Code Generation and Execution¶
In this recipe, we will be using OpenAI GPT-4o-mini to use write code to solve problems it would otherwise have issues solving.
Mirascope Concepts Used
Create your agent¶
We will be creating a Software Engineer agent which will be a Q&A bot that will answer questions for you. We give it access to a tool execute_code
which will execute the code the LLM generates:
def execute_code(code: str):
"""Execute Python code and return the output."""
try:
local_vars = {}
exec(code, globals(), local_vars)
if "result" in local_vars:
return local_vars["result"]
except Exception as e:
print(e)
return f"Error: {str(e)}"
class SoftwareEngineer(BaseModel):
messages: SkipValidation[list[ChatCompletionMessageParam]]

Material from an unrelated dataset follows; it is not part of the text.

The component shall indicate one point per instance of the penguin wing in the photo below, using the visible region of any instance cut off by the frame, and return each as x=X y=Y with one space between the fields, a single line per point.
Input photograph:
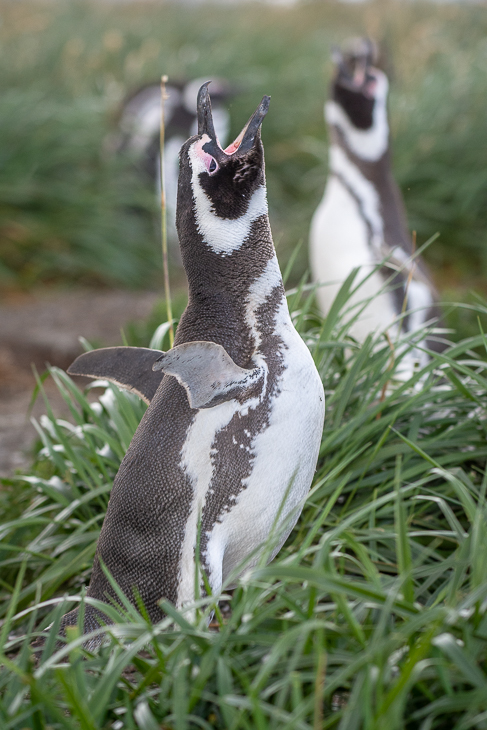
x=209 y=374
x=128 y=367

@openai.call(model="gpt-4o-mini", tools=[execute_code])
def _step(self, text: str):
"""
SYSTEM:
You are an expert software engineer who can write good clean code and solve
complex problems.
Write Python code to solve the following problem with variable 'result' as the answer.
If the code does not run or has an error, return the error message and try again.

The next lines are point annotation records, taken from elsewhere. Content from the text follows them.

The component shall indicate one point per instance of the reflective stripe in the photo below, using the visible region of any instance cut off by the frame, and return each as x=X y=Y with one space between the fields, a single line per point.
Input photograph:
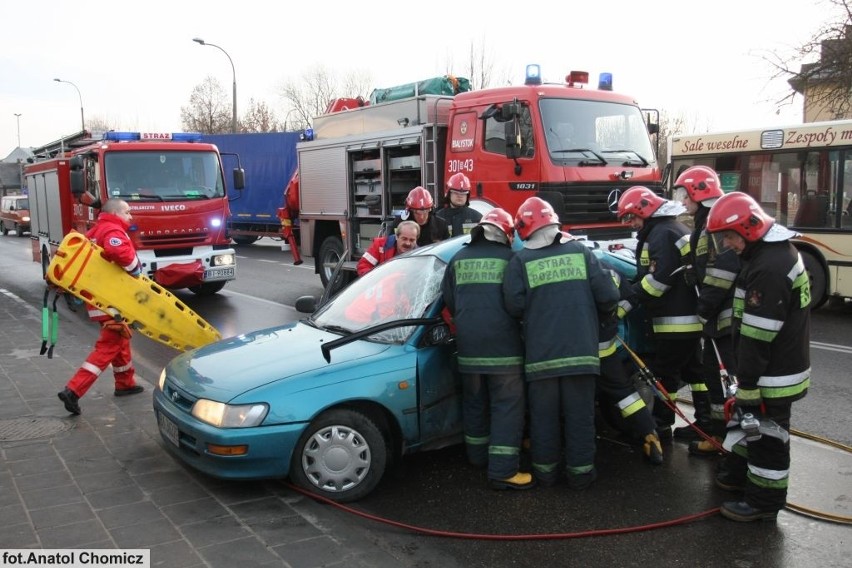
x=653 y=286
x=677 y=324
x=772 y=474
x=631 y=404
x=370 y=258
x=503 y=451
x=606 y=348
x=763 y=323
x=91 y=368
x=562 y=362
x=683 y=245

Example: What is the sqrt of 2?
import math
result = None
try:
result = math.sqrt(2)
except Exception as e:
result = str(e)
MESSAGES: {self.messages}
USER:
{text}
"""
def _get_response(self, question: str = ""):
response = self._step(question)
tools_and_outputs = []
if tools := response.tools:
for tool in tools:
output = tool.call()
tools_and_outputs.append((tool, str(output)))
else:
print("(Assistant):", response.content)
return
if response.user_message_param:
self.messages.append(response.user_message_param)
self.messages += [
response.message_param,
*response.tool_message_params(tools_and_outputs),
]
return self._get_response("")
def run(self):
while True:
question = input("(User): ")
if question == "exit":
break
self._get_response(question)
SoftwareEngineer(messages=[]).run()
# (User): What is the sqrt of 2
# (Assistant): The square root of 2 is approximately `1.4142135623730951`.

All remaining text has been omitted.